— Демагогия — не согласился председательствующий. — Все это дал народу Великий реформатор Вира Коча, сын бога. А ты — тоже сын бога? В своей гордыне решил ты, что сын бога был глупее тебя, раз не дал этих знаков-букв, столь способных, по твоему разумению, облагодетельствовать человечество. Ты кощунствуешь, твои измышления кощунственны в самой основе. А мысль, в основе которой лежит кощунство, и деяние, прикрывающееся ею, не могут быть направлены на добро. Так для чего ты это придумал? Скажи нам, высокому суду, свои намерения. Открой правду перед лицом бога! Для чего?
— Я уже объяснял, ваша милость, — сказал Амаута, потерявшись. — Вы меня, наверное, не так поняли.
— Значит, ты считаешь нас неспособными понять тебя? Считаешь нас глупее? Ты впал в грех, это гнусно. Ну, что ж, — председательствующий оглянулся на прочих членов святейшего трибунала. Они сидели с застывшими лицами.
Амауту увели.
Во второй раз его повели на суд святейшего трибунала через неделю ровно. Он опять предстал перед ответственными лицами — лицами, ответственными за истину и правопорядок, и это были другие судьи, не те, что на первом заседании, и, вроде бы, рангом пониже. Когда он явился, ему сказали, что ввиду запутанности дела он должен сознаться и покаяться для облегчения совести. Амаута сказал, что согласен, и попросил поскорее закончить разбирательство. Утро было прохладное и пасмурное, и пасмурно было в стенах суда, где окна, задрапированные тяжелой тусклой тканью, и в солнечный день почти не пропускали свет.

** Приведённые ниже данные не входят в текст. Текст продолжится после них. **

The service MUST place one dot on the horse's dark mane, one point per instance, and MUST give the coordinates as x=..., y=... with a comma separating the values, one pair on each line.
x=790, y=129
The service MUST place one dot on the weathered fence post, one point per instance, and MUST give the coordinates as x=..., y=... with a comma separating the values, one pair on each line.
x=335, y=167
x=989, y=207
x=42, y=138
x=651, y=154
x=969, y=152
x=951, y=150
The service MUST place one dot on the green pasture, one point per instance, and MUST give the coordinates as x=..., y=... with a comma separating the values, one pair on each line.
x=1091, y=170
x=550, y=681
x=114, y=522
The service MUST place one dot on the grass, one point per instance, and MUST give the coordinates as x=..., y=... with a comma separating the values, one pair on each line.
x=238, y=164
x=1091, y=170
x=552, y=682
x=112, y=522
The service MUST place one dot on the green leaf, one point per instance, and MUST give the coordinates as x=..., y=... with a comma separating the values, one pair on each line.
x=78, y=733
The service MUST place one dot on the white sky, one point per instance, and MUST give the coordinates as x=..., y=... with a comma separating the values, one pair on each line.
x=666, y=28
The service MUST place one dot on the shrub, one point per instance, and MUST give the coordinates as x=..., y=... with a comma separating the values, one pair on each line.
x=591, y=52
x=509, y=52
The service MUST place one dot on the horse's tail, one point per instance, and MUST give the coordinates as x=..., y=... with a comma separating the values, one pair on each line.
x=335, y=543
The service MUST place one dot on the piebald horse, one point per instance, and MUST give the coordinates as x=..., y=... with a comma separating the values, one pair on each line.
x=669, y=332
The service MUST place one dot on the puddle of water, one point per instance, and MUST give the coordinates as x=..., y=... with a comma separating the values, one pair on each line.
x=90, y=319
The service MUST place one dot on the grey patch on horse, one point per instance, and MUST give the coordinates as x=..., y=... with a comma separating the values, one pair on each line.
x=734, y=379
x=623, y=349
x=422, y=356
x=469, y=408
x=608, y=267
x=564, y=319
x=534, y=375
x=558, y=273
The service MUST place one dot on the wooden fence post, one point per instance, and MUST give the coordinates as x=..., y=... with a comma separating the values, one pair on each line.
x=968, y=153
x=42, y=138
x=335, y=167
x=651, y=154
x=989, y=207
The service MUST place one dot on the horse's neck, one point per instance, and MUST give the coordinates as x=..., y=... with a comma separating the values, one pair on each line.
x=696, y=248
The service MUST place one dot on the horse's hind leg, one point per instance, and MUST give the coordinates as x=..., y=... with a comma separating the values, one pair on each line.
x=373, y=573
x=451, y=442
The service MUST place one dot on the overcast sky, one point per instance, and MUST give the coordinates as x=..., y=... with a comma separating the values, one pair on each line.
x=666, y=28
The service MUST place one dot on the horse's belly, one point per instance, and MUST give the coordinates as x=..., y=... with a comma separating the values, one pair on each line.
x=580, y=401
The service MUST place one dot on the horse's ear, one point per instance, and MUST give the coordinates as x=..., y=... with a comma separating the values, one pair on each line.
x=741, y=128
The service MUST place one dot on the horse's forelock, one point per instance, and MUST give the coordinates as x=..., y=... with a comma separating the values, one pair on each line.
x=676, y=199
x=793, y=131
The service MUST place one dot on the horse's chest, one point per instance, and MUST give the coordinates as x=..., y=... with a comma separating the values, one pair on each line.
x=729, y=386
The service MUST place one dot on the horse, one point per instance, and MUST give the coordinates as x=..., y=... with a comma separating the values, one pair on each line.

Ему сказали, что его признание относительно греховных знаков, им изобретенных, чтобы записать человеческую речь, чтобы поймать звуки в клетку символов, чтобы уровнять слова простолюдинов и властвующих, чтобы изменить мир и свергнуть отца народа и самого господа, как подтвердили и свидетели, дают основание считать его, Амауту Ханко-вальу, колдуном, пытавшимся вызвать эпидемию холеры. И что из любви к богу и Великому Инке ему советуют сказать и объяснить всю правду относительно всего, что он сделал против веры и народа, и назвать лиц, внушивших ему это. Однако их увещевания не смогли вытянуть из Амауты больше, чем он уже сказал на следствии и прошлом судебном заседании, причем теперь он говорил неохотно, словно понуждая себя повторять снова и снова слова, которые лишь скользили по их сознанию, повторять мысли, им непонятные и, конечно, неверно ими понятые.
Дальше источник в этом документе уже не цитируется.